When the sun shines, it evaporates the water that is highest in your soil profile. If the water is sitting on top, without any protection, it will be evaporated first. Covering your soil means providing a layer of protection against this evaporation. Especially moving into the drier months, bare soils will become far drier, far quicker than those soils which are protected.

Another way to think about this is lost opportunity. Your two most important resources are sunlight and rainwater, and you get them both for free. With bare soils, you are using one of these resources (sunlight) to diminish the other (water). From an economic standpoint, it makes no sense. If you could create a situation where these two help each other, for example by creating conditions for a plant to grow, you can utilise both free resources effectively.

3. Feeding the soil

Bare soil means no food for the microorganisms within your soil. Ideally, you have a thriving community of microbes beneath your feet. Without any food, those microbes simply won’t survive. Where there should be microbes creating cities and freeways to freely exchange nutrients in your soil, you have created ghost towns. These conditions create more compaction. The tunnels through the soil which should be allowing water and air to penetrate start to collapse. Like an abandoned town, left behind as the wheels of industry move on, you’ve created conditions for more nefarious forces to take hold.

4. Conditions for weeds

On a farm, we generally see weeds as something to kill. They are taking the place of a more palatable, desirable species. In regenerative agriculture, we ask why the weeds grew there in the first place. Soils generally have a huge seed bank of all sorts of different species from tree seeds to grasses to weeds – so why, in this case, did a weed grow? When your soil lacks nutrients and structure, it is the perfect environment for weeds to invade. For example, capeweed and flatweed will grow very well on bare soils. Aristotle said that nature abhors a vacuum. This goes for your soils, too. If you leave a space, a weed will take its rightful place. If you cover your soils, these weeds will give you less problems. If you help to foster a good microbial community in your soil, you can expect even less weeds to grow. Weeds are trying to fix something in the soil, but if you create a good environment, they will have no purpose, and so won’t grow.

5. Sometimes it isn’t

I live in Thorpdale, which is spud country. We don’t grow potatoes, but all our neighbours do. This conventional way of growing potatoes goes completely against the principle of covering the soil. I’m not aware of any scalable way to grow potatoes without both creating bare soil and cultivating the soil to a virtual powder. While a mass market exists for potatoes, and no scalable solution exists, the tough truth is that this principle isn’t always going to work. What’s good for the goose isn’t always good for the gander.

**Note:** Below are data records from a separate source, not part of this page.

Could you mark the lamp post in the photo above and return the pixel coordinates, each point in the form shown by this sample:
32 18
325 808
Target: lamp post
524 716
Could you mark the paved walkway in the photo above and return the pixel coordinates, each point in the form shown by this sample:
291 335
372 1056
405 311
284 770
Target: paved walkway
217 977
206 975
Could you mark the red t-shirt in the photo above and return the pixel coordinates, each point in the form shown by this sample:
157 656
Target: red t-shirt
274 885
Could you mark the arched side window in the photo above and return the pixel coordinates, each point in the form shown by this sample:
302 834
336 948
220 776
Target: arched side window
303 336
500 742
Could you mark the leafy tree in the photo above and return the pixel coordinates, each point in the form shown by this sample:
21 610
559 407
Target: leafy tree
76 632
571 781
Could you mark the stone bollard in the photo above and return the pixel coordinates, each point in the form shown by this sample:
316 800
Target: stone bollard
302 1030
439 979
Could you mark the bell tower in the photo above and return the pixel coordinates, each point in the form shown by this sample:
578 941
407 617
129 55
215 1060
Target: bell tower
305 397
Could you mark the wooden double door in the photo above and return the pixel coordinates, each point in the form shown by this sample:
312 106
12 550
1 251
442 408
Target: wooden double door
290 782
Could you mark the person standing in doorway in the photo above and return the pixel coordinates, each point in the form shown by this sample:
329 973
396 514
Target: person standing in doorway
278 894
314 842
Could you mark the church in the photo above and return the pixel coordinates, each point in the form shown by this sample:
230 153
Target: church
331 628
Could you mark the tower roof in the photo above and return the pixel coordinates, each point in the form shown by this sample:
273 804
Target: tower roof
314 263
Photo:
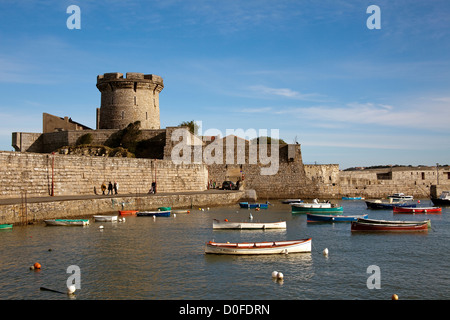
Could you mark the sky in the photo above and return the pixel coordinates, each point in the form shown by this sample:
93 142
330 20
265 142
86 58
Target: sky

This is an important overlay to these regenerative agriculture principles. They are all context specific. In a grazing situation, it is easy to say that covering the soil is the best thing to do. In that context, any bare soil generally means a loss in productivity. But for a cropping situation, it’s a whole different ball game. It’s an important principle not only in agriculture, but also in life. There is always an exception to the rule. But what about that rule?